Let me know if you try this homemade Strawberry Compote recipe! I’d love to hear what you made with it and how it turned out! Please leave a comment and review with your thoughts and suggestions for me and future readers.
Strawberry Compote Recipe
Made with fresh strawberries, orange juice, and a touch sugar - natural sweeter options too! Add a splash of orange liqueur (optional) for a little extra pizazz!
Ingredients
- lb fresh strawberries (450g), hulled and quartered
- ¼ cup white sugar (50g)
- 1 tbsp orange juice (15ml)
- 1 tsp orange zest
- 1/2 tsp vanilla extract
Instructions
- Strawberry Prep: Hull and cut the berries in half, or quarter them if large.
- Combine: Add strawberries, sugar, juice, and zest (if using) to a medium saucepan. Stir until everything is fully mixed together.
- Cook: Bring the mixture to a gentle simmer over a medium-low heat. Once it starts to simmer, cook for about 10–15 minutes, stirring occasionally. The strawberries will soften and the sauce should thicken up a bit as it cooks.
- Adjust Thickness: The sauce will thicken up more as it cools, but if you'd like a thicker compote, let it cook for an extra 5 minutes. If it's too thick at this stage, stir in a tablespoon or 2 of water to thin it out.
- Cool: Remove from heat, stir in vanilla extract if using. Let the compote cool down a bit before before serving.

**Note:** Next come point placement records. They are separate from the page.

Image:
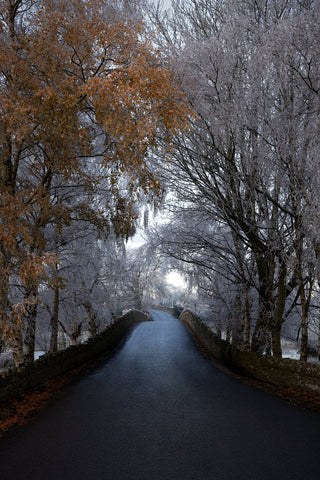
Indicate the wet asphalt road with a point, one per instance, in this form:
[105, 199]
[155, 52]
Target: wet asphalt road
[158, 410]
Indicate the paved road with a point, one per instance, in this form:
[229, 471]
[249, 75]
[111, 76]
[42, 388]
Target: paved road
[158, 410]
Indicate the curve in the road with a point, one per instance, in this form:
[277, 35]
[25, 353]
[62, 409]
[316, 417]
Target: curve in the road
[158, 410]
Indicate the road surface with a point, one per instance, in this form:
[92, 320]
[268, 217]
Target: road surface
[158, 410]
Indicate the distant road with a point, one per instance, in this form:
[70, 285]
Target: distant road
[158, 410]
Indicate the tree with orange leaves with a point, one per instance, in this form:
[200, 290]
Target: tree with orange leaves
[84, 95]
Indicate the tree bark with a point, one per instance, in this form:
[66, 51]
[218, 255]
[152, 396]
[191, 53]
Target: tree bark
[18, 355]
[54, 321]
[31, 316]
[91, 319]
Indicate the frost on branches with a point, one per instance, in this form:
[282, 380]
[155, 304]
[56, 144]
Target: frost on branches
[84, 96]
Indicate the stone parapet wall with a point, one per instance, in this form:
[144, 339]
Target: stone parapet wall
[283, 372]
[16, 381]
[164, 309]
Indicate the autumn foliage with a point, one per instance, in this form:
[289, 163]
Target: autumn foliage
[84, 97]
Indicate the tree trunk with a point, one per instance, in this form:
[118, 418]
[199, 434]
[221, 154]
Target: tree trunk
[4, 289]
[237, 322]
[304, 338]
[261, 342]
[54, 321]
[31, 316]
[91, 319]
[219, 332]
[247, 320]
[18, 355]
[304, 305]
[276, 342]
[319, 342]
[276, 322]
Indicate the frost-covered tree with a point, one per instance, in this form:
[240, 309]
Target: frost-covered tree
[247, 163]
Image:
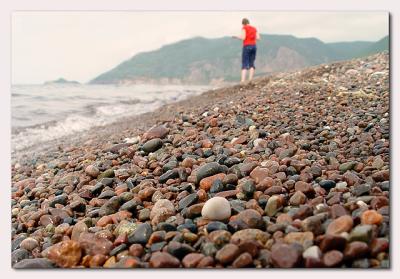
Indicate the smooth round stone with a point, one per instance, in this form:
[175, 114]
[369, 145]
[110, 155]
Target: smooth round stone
[163, 260]
[163, 226]
[214, 226]
[273, 206]
[144, 214]
[371, 217]
[361, 233]
[217, 186]
[188, 201]
[285, 256]
[252, 218]
[152, 145]
[298, 198]
[342, 224]
[161, 211]
[327, 184]
[356, 249]
[92, 170]
[332, 258]
[19, 255]
[94, 244]
[192, 260]
[209, 249]
[248, 188]
[227, 254]
[179, 250]
[170, 174]
[141, 235]
[312, 252]
[78, 228]
[217, 208]
[125, 227]
[207, 170]
[65, 254]
[29, 243]
[34, 263]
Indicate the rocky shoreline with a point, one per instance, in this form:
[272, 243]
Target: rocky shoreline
[291, 170]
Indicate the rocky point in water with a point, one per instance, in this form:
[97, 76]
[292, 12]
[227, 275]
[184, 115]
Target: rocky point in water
[291, 170]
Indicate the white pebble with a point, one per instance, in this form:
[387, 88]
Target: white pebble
[312, 252]
[217, 208]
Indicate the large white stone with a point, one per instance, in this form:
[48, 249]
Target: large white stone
[217, 208]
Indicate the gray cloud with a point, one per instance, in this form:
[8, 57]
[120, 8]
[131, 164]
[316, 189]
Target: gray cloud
[80, 45]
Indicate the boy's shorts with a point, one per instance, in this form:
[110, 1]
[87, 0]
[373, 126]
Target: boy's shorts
[248, 56]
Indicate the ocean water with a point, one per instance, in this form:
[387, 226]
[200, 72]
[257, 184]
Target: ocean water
[40, 113]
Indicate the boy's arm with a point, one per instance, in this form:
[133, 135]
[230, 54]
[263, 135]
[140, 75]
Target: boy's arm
[242, 35]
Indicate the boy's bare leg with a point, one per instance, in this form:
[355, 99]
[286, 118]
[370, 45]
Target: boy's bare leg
[251, 73]
[243, 79]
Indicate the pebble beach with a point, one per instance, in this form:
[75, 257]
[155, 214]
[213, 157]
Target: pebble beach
[288, 171]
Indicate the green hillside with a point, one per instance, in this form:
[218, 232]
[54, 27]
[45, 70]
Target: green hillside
[200, 60]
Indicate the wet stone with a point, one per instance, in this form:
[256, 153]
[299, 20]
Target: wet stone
[141, 235]
[332, 242]
[34, 263]
[188, 201]
[332, 258]
[65, 254]
[192, 260]
[61, 199]
[355, 249]
[251, 218]
[327, 184]
[361, 233]
[207, 170]
[244, 260]
[362, 189]
[340, 225]
[285, 256]
[170, 174]
[19, 255]
[152, 145]
[227, 254]
[163, 260]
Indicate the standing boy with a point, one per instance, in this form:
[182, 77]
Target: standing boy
[249, 36]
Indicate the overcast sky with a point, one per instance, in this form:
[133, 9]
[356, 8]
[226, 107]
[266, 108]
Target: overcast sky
[81, 45]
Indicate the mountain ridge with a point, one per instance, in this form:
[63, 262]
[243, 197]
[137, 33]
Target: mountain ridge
[200, 60]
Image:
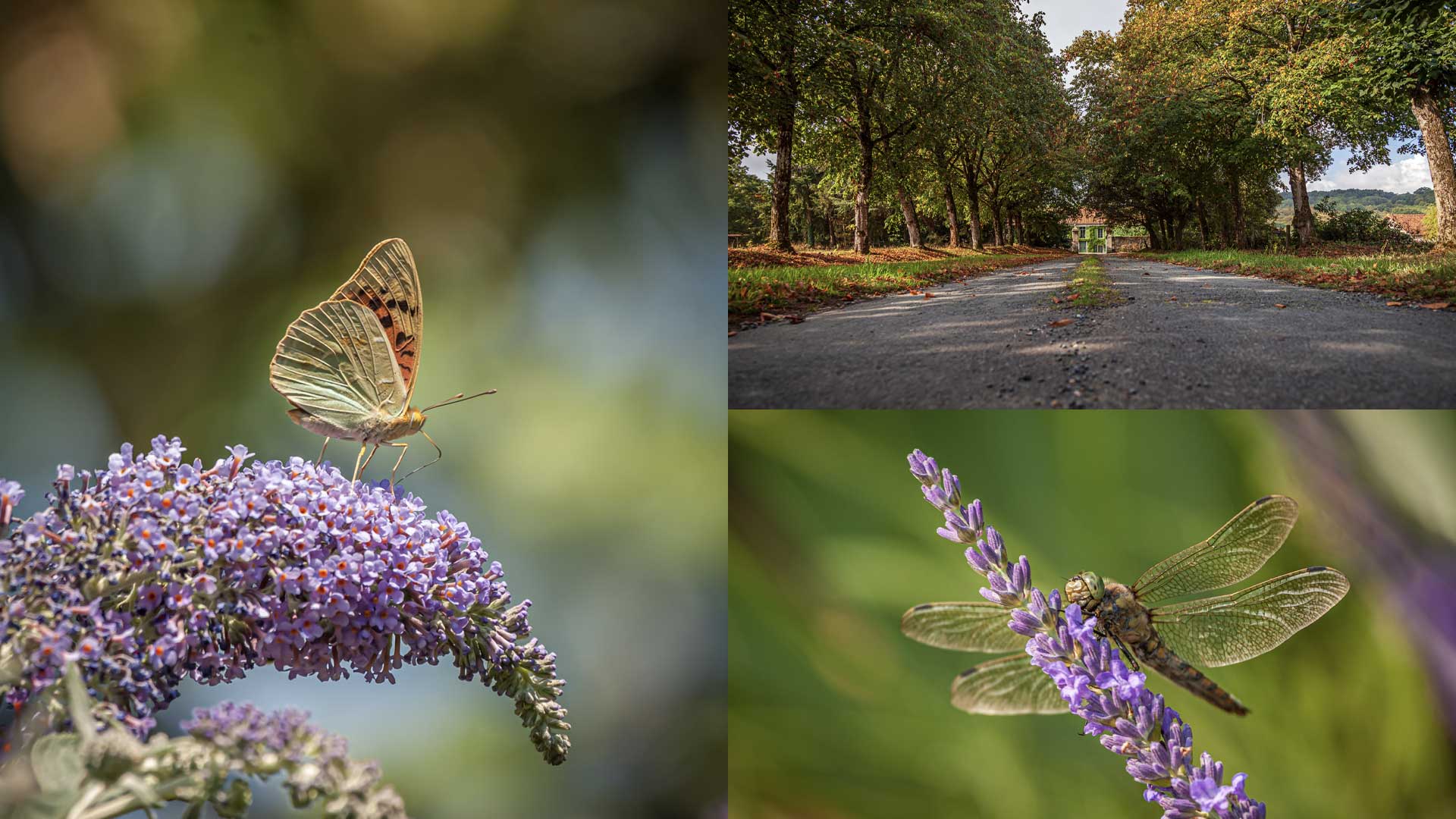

- Store for later: Let cool to room temperature then store in an an airtight container and keep in the fridge for up to one week or freeze up to 3 months (freeze small portions in an ice cube tray to easily use and thaw as needed).
Notes
Substitutes:
- Use lemon juice & zest instead of orange. You can also try this is other citrus fruits like blood orange & lime.
- Swap out half (or all) of the strawberries for blackberries, raspberries and/or blueberries.
- Use frozen fruit: Cook directly from frozen and cook for an extra few minutes. Compote made with frozen fruit will be softer than fresh fruit compote, but still just as good.
- Make it paleo/refined sugar free: Swap out the white sugar for 1/4 cup coconut sugar OR 3 tbsp honey or maple syrup. For low FODMAP/vegan option - don't use honey.